あの時は・・・その選択が嬉しかった。


でも・・・、



『今の俺はね、千麻ちゃん力がないと何にもできないただの男で、

でも、ただの男として千麻ちゃんと不完全でも綻んでてもやり直したい時間があって・・・、ってか、』



あっ・・・・、


叫ぶつもりでしょ?


そう理解して笑って・・・、


案の定、機械越しとリアル声の二重奏。





『千麻ちゃーん!!

その子の為にも、

俺と千麻ちゃんは夫婦であるべきだと思うんだぁ!!


俺ともう一回、結婚してぇ!!』





響いた声が小さく反響するのを感じて、思わず携帯の時刻を確認して方眉を下げた。


なんて・・・深夜の迷惑行為。


馬鹿・・・。






本当に馬鹿ね。



あなたのパパは馬鹿なのよ永遠(とわ)。



でも・・・私達だけには最高の魔法使い。






『完璧な魔法だわ・・・・・ダーリン』









胸の人形をギュッと抱きしめ彼を見下ろす。


きっと表情はそこまで明確でないとわかっているから口元に弧を描いて。


見下ろす彼は自信満々に演技がかって両手を私に伸ばして・・・ああ、ここからでもあなたが笑ってるのはわかる。


本当にドリーマーで馬鹿。


そんな彼にゆっくり身を乗り出すとクスリと笑い声を落とした。


彼のように近所迷惑にも・・・・大きめの。








「っーー出直しーーーーー!!!!」








携帯からも地声も彼の耳に届いたと思う。


叫んで身を戻すと髪を抑えて一息ついた。


そして口の端をあげて笑った瞬間に機械越しの彼の声。



『っーーーーきついぜハニー。

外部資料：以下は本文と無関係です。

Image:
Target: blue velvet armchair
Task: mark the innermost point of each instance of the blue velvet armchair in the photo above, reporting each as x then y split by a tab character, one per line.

・・・でも、言われると思った』



その言葉に噴出して笑って彼を見下ろせば、たぶん苦笑いの彼が片手をあげてこちらに手を振っているのを捉える。


それに『フフッ』と笑って更なる補足。



「そういうセリフは私の前でその装いをやめられたときにお願いします」


『・・・・・・はっ?』



付け足した言葉はどうやら予想外だったのか、一瞬の間の後に間の抜けた声を響かせた彼に淡々とした切り替えし。